Carolina tirou os olhos do livro, pousou-o aberto na mesa de cabeceira e ele não se
fechou, tais eram a sua grossura e peso. A menina passou alguns segundos ainda deitada, com
os olhos fixos no teto, como se esquecida da necessidade fisiológica de piscar. Cutucou uma
espinha, até ela começar a sangrar. Só então ergueu o tronco, apoiando-se nos cotovelos e
começou a vasculhar o quarto com os olhos, a procura de alguma coisa que não parecia estar
na sua estante, entre os bichos de pelúcia e as bonecas, mas também não estava no assento da
cadeira em cujo encosto se acumulavam os vestidos da mãe. Muito do perfume do quarto
vinha daqueles vestidos longos. Carolina, com um impulso, virou seu corpo de bruços e fez
um movimento rastejante no grande colchão da cama de casal até chegar aos seus limites e
pender, meio de cabeça para baixo, para que o rosto pudesse ver o vão escuro entre a cama e
o chão. Piscou e sorriu: estavam ali. Esticou o braço magricela para a escuridão e finalmente
alcançou a caneta bic e a folha de papel na qual vinha traçando desde o início da semana a
árvore genealógica da família Buendía.
A adolescente desfez a complicada posição, voltou a deitar, pegou de novo o livro
grosso, dobrou a ponta da página em que tinha parado a leitura e o fechou. Sua cabeça
pulsava ligeiramente, e seus seios estavam um pouquinho doloridos: antes deles chegarem era
mais fácil para ela fazer aquele tipo de “estripulia”, como sua mãe chamava. Usando a capa
do livro como superfície de apoio, Carolina pousou a folha de fichário ornamentada nas
bordas com imagens do Ursinho Pooh e Seus Amigos, que continha a tal árvore. Era
complicadíssima, mas cuidadosamente esquematizada. Com a caneta, puxou da união dos
nomes de Aureliano Segundo e Fernanda del Carpio um traço meticuloso sob o qual
escreveu, já pela quarta vez naquela folha, "José Arcadio Buendía". Se perguntou quantas
vezes mais teria que escrever esse nome, e quanto tempo demoraria até aparecer novamente
um "Aureliano" - mas, em todo caso, agradeceu mentalmente ao senhor de bigode por aquela
dica preciosa.
A própria motivação para ler um livro tão imenso viera desse tal vizinho, que morava
no andar de cima, fazia o tipo musculoso e tinha um bigode muito preto. Um dia, quando eles
subiam juntos o elevador, ele fizera algum comentário sobre o livro que ela tinha na mão. Era
qualquer coisa de um autor português morto no século retrasado, que a sua turma fora
obrigada a ler para o colégio; o homem perguntou se ela estava gostando, e se ela gostava de
ler em geral. Ela disse não duas vezes. No dia seguinte o vizinho tocou a campainha do
apartamento com uma sacola abarrotada de livros, foi a mãe que atendeu. Carolina conseguia
ouvir tudo do corredor: o sujeito queria lhe emprestar aqueles livros, a mãe agradecia mas
queria saber se eles eram decentes, ele argumentava que não seria educativo dar a uma
adolescente leituras demasiado infantis e no fim os dois chegaram ao acordo de que ele
emprestaria apenas aquele volume, Cem Anos de Solidão. A história de várias gerações de
uma família em uma vila fantástica cheia de acontecimentos mágicos foi a única que pareceu
suficientemente decente para a mãe. Carolina foi chamada na sala para receber o livro e
agradecer. Foi então que o homem de bigode sugeriu, com uma imensa mão pesando sobre
seu ombro:

– Faça uma árvore genealógica para não se perder. É uma família complicada.

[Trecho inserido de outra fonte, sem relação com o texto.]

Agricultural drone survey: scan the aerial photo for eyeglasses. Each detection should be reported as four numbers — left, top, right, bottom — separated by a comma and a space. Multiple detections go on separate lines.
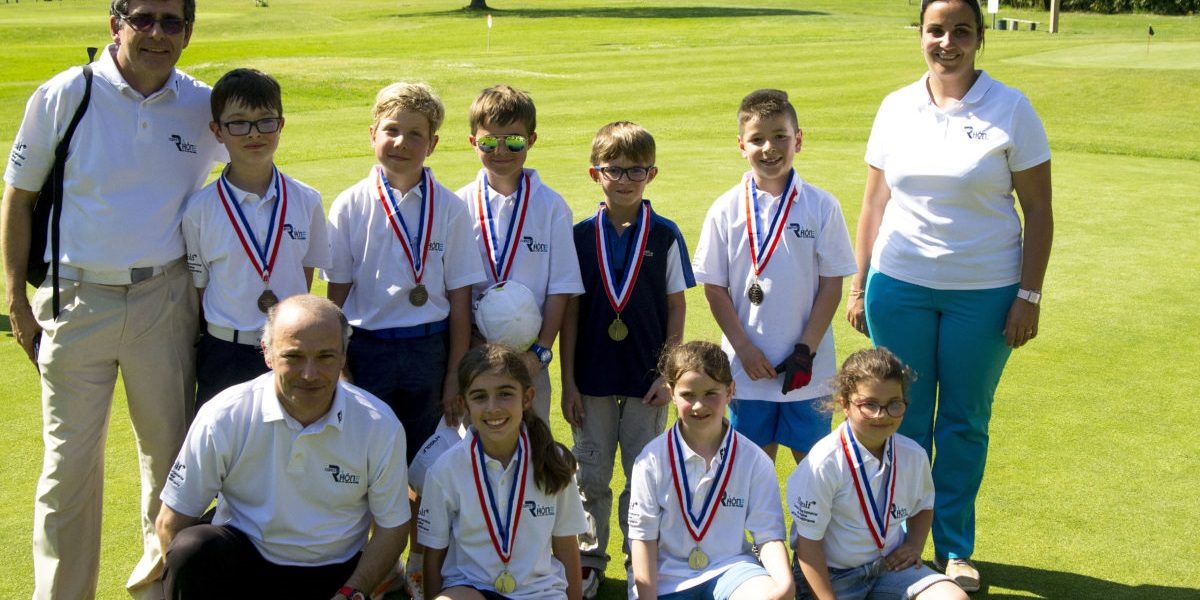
854, 400, 908, 419
221, 116, 283, 136
116, 12, 187, 36
592, 164, 654, 181
475, 136, 529, 154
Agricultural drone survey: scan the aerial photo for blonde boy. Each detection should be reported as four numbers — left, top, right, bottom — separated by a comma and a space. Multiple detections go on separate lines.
458, 85, 583, 422
323, 83, 484, 462
695, 90, 857, 461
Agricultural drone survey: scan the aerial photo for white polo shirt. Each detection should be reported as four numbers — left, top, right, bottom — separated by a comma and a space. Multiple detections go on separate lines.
866, 71, 1050, 289
184, 166, 330, 331
629, 424, 786, 595
416, 426, 588, 600
160, 372, 412, 566
5, 44, 227, 272
692, 173, 858, 402
786, 424, 934, 569
322, 167, 486, 330
458, 169, 583, 304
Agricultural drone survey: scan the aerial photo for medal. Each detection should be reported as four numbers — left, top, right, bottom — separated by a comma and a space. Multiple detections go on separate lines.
742, 170, 799, 306
608, 314, 629, 342
746, 281, 763, 306
258, 289, 280, 312
376, 168, 434, 300
594, 200, 650, 342
840, 422, 899, 554
475, 170, 533, 283
470, 427, 529, 594
494, 569, 517, 594
217, 169, 288, 304
667, 422, 738, 571
408, 283, 430, 306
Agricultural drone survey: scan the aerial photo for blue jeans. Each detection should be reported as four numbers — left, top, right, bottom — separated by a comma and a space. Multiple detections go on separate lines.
866, 270, 1018, 558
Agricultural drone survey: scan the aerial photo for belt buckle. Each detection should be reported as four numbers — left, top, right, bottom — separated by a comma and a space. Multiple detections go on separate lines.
130, 266, 154, 284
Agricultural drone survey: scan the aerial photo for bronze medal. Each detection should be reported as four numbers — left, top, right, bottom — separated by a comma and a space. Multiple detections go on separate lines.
258, 289, 280, 312
608, 317, 629, 342
746, 281, 766, 306
408, 283, 430, 306
494, 569, 517, 594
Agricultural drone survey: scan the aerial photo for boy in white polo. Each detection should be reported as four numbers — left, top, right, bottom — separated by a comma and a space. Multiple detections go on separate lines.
694, 90, 857, 461
182, 68, 330, 409
323, 83, 485, 461
458, 85, 583, 422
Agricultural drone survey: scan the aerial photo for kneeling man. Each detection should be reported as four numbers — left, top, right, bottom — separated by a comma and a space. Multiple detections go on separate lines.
156, 295, 412, 600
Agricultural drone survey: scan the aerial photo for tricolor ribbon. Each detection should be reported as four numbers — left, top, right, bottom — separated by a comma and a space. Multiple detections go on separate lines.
376, 167, 436, 284
470, 428, 529, 565
667, 422, 738, 545
217, 168, 288, 283
742, 169, 799, 277
595, 202, 650, 316
475, 173, 533, 283
841, 424, 899, 551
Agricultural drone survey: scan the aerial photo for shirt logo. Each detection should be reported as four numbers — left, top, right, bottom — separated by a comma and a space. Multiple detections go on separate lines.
962, 125, 988, 139
325, 464, 359, 485
170, 133, 196, 154
283, 223, 308, 240
787, 223, 817, 240
522, 500, 554, 517
521, 235, 550, 252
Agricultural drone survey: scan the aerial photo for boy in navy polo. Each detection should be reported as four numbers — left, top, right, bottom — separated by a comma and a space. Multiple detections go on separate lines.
559, 121, 696, 598
182, 68, 330, 410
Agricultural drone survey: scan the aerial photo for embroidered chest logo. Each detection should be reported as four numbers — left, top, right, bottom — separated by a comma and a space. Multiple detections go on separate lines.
521, 235, 550, 252
787, 223, 817, 240
170, 133, 196, 154
325, 464, 360, 485
522, 500, 554, 517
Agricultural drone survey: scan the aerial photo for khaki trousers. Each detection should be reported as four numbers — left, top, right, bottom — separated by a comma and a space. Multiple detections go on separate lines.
32, 260, 198, 600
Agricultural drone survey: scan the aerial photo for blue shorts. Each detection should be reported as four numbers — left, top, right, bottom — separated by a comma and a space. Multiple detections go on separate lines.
792, 558, 953, 600
730, 396, 833, 454
659, 563, 770, 600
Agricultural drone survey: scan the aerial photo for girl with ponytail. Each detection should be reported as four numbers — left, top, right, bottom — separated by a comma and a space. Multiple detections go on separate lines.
416, 344, 587, 600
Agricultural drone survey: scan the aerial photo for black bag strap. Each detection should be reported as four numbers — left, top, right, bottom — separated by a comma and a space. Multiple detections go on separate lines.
50, 57, 92, 318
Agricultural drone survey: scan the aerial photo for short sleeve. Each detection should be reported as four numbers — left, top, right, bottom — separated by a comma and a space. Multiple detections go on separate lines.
1008, 95, 1050, 173
786, 457, 839, 547
629, 446, 662, 541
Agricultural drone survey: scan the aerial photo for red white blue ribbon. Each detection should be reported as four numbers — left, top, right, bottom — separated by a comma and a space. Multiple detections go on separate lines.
841, 424, 899, 551
595, 200, 650, 316
742, 169, 799, 277
667, 422, 738, 545
475, 173, 533, 283
376, 167, 437, 284
470, 428, 529, 565
217, 167, 288, 282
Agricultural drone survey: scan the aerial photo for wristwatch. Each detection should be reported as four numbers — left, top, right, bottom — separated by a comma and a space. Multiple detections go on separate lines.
529, 342, 554, 367
337, 586, 370, 600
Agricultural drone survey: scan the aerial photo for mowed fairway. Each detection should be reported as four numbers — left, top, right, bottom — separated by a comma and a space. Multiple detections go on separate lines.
0, 0, 1200, 600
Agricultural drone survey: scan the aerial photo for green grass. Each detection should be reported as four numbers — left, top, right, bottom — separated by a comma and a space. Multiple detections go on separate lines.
0, 0, 1200, 600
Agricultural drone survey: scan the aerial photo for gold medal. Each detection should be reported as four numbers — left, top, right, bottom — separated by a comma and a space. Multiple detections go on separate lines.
608, 317, 629, 342
258, 289, 280, 312
494, 568, 518, 594
408, 283, 430, 306
746, 281, 766, 306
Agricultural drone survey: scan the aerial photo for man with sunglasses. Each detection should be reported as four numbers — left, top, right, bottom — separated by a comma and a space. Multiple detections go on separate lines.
0, 0, 224, 599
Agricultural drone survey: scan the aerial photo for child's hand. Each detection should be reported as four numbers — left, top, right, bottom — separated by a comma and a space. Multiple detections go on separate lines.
733, 343, 778, 379
883, 541, 923, 571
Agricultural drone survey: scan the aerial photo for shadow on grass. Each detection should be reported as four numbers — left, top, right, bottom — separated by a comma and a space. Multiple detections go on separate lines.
396, 6, 828, 19
971, 562, 1200, 600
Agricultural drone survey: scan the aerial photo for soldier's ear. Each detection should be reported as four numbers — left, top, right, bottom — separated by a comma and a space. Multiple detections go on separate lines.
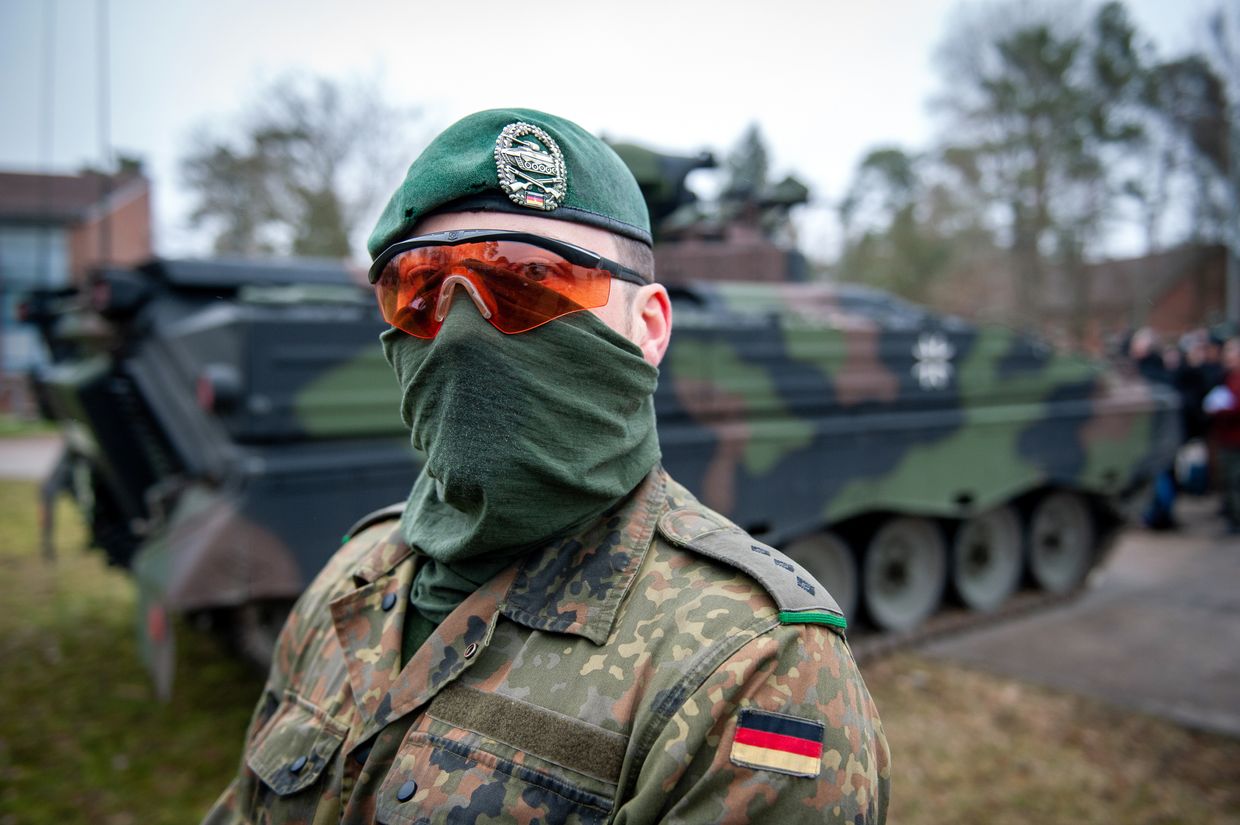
630, 284, 672, 367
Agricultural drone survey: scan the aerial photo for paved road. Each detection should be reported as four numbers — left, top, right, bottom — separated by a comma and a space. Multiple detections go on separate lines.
925, 499, 1240, 737
0, 435, 61, 480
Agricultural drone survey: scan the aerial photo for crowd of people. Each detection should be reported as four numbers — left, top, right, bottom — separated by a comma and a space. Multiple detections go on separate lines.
1127, 328, 1240, 533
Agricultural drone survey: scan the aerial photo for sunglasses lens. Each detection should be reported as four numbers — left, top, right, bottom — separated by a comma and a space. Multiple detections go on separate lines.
374, 241, 611, 337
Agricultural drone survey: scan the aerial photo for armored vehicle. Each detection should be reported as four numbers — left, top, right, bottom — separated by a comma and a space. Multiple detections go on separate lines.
24, 253, 1178, 685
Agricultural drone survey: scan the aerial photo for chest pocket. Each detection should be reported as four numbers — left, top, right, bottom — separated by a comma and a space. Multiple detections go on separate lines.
246, 696, 346, 823
376, 686, 626, 825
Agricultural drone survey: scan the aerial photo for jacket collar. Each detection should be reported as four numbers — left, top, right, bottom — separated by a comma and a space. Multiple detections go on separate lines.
339, 465, 667, 644
500, 466, 667, 645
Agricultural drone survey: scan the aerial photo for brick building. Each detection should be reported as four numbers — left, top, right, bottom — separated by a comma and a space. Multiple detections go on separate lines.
0, 167, 151, 409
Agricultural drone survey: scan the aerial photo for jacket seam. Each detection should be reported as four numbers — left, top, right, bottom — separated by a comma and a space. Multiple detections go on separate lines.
616, 619, 780, 806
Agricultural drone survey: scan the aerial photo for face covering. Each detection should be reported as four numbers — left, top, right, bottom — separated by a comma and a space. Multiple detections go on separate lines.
379, 297, 660, 623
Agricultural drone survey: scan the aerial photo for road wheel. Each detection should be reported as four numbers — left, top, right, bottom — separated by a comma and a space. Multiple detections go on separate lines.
862, 516, 947, 630
951, 506, 1024, 613
1029, 493, 1094, 593
784, 532, 857, 622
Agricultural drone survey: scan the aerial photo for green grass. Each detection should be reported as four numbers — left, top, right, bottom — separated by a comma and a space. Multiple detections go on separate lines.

Ela correu para o computador, para descobrir que espécie de árvore era aquela.

**********

Carolina leu até anoitecer, e não se deu conta dos Barulhos: o Molho de Chaves, o
Salto Alto batendo no chão de tacos de madeira, os Cliques dos Interruptores se acendendo e
aquele Assovio que diariamente anunciavam a chegada de sua mãe. A melodia se repetia
enquanto a mulher cruzava o longo corredor que ligava a sala de estar ao quarto, até ela
entrar, abarrotada de sacolas, carregando uma grande bolsa e exalando o perfume usual. À
sua entrada, a vila de Macondo desapareceu da mente de Carolina como uma tela de TV que
fosse desligada. Ela ergueu os olhos do livro, apenas meio consciente da chegada de uma
outra pessoa no quarto, mas enquanto isso a mãe já falava em alto tom.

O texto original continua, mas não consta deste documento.